Saya meyakinkan dia untuk tidak menyerah. Jika dia membiarkan dirinya terhubung dengan itu, kataku, dia akan melakukannya. Setelah dia selesai membaca buku itu, dia kembali ke saya dan menangis.

"Ada apa, Jonu?" Tanyaku.

“Saya sangat menyukai buku itu. Itu membuat saya sangat sedih dan merindukan teman-teman saya di rumah.”

"Saya minta maaf. Tapi saya sangat senang Anda sangat menyukai buku itu."

"Tapi Bu, " katanya, menyeka air mata dari pipinya. "Sekarang aku tidak bisa membaca cerita lain lagi."

"Kenapa tidak? Saya pikir Anda mengatakan Anda suka membacanya."

Dia membuat wajahnya yang sakit dan tak bisa dijelaskan patennya: dahinya berkerut ke tengah dan dia mengerutkan hidungnya seperti baru saja menelan susu asam. "Hanya saja…"

"Ya?"

"Sekarang aku khawatir aku tidak akan pernah membaca buku lain yang sebagus Charlotte's Web."

Terlepas dari ketakutannya, Jonu terus membaca dengan lahap. Saya sangat bangga padanya sampai komentar dari seorang kolega menghentikan saya mati di jalur saya.

"Jonu berpikir bahwa perempuan lebih rendah daripada laki-laki, " guru memberi tahu saya. Guru kemudian menjelaskan bahwa selama diskusi tentang peran gender, Jonu berteori bahwa peran ini ada karena alasan biologis, dan karena itu masuk akal bahwa perempuan harus dianggap lebih rendah.

"Jadi, hei Jonu, " kataku dengan santai setelah kelas kami berikutnya. "Aku dengar kamu berpikir pria lebih unggul dari wanita. Benarkah itu?"

Matanya menunduk dan sedikit senyum muncul di wajahnya. “Baiklah Bu,” katanya, “bukankah biologi membuat kita seperti kita? Sebagai wanita? Itu membuat kita tidak melakukan banyak hal. Bukan begitu?"

"Sebenarnya tidak. Kita perlu membicarakan ini, karena saya tidak bisa mengajar seorang siswa yang berpikir wanita lebih rendah."

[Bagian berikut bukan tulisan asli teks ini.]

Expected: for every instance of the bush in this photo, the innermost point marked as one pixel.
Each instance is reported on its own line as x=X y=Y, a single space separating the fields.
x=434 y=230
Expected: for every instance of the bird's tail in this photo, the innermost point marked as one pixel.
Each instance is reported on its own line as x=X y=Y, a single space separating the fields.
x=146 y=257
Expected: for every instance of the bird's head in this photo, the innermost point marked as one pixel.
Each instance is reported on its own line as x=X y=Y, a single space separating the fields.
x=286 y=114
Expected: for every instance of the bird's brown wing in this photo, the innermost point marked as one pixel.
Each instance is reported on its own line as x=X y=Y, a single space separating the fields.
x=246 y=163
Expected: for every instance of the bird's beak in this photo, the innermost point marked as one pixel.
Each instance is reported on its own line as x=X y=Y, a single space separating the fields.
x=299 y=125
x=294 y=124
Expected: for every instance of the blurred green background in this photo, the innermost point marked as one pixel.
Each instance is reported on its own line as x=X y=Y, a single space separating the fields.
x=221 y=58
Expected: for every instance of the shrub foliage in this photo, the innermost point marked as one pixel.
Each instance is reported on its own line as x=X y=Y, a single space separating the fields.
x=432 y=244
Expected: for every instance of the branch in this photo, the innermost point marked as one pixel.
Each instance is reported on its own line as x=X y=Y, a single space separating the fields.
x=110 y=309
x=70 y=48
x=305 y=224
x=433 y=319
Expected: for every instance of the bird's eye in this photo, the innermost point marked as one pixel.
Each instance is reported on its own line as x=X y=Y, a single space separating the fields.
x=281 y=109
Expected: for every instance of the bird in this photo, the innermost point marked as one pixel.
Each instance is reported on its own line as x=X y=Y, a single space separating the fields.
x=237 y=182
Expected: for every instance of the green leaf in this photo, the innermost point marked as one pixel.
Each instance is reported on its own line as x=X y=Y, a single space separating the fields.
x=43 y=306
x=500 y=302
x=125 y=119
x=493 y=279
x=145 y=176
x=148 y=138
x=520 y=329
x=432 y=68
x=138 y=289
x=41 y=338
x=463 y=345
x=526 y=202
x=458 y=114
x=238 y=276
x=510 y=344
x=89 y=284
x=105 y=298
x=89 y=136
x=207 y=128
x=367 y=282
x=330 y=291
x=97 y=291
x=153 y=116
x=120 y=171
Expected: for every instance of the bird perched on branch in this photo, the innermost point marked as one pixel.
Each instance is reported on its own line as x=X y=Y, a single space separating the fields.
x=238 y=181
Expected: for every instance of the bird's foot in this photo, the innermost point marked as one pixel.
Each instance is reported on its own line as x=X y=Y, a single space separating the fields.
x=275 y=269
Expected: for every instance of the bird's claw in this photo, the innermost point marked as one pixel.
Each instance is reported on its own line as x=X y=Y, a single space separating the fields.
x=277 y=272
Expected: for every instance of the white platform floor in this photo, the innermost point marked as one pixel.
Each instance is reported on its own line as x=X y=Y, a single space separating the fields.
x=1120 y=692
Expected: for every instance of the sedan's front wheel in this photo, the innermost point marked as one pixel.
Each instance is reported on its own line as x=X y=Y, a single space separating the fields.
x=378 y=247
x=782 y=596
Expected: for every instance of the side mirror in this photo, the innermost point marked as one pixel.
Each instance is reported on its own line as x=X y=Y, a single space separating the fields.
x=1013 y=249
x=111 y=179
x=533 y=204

Saya berpikir tentang cara ibu saya dibesarkan, bagaimana tidak ada orang di sekitarnya yang memberi tahu dia bahwa, jika dia memilih, dia bisa lebih dari sekadar ibu rumah tangga.

Kami mendiskusikan ide sosialisasi dan bagaimana hal itu menentukan banyak norma perilaku. Tapi saya juga mengerti dari mana dia berasal. Sulit untuk tidak menerima posisi kita yang lebih rendah sebagai wanita ketika inferioritas kita adalah sesuatu yang telah tertanam dalam budaya, pikiran, dan kehidupan kita. Itu adalah cara ibu kita sendiri membesarkan kita.

“Perempuan disuruh tinggal di rumah dan memasak dan membersihkan, tetapi tidak ada biologi di balik itu. Pria juga bisa melakukannya, Anda tahu? Itu hanya yang diajarkan pada kita ketika kita masih anak-anak.”Aku berpikir tentang cara ibuku dibesarkan, bagaimana tidak ada orang di sekitarnya yang memberitahunya bahwa, jika dia memilih, dia bisa lebih dari sekadar ibu rumah tangga.

Jonu mengangguk. "Ini adalah sesuatu yang masih kupikirkan."

"Apakah kamu pikir kamu akan pernah percaya bahwa wanita setara dengan pria di semua tingkatan?" Tanyaku.

Ya Bu.

"Segera?"

Dia tersenyum. “Setiap hari saya belajar cara berpikir yang berbeda tentang berbagai hal. Saya pikir saya bisa memikirkan hal ini secara berbeda juga.”

Ibuku tetap bingung mengapa di dunia ini aku akan bekerja tanpa uang, tetapi saat-saat seperti ini adalah gajiku. Saya mencoba menggunakan pengasuhan pragmatis saya untuk membantu orang lain bergulat dengan abstrak. Di sinilah siswa saya memutuskan untuk menyingkirkan harapan yang menyesakkan, untuk naik di atas mereka, dan untuk belajar demi belajar.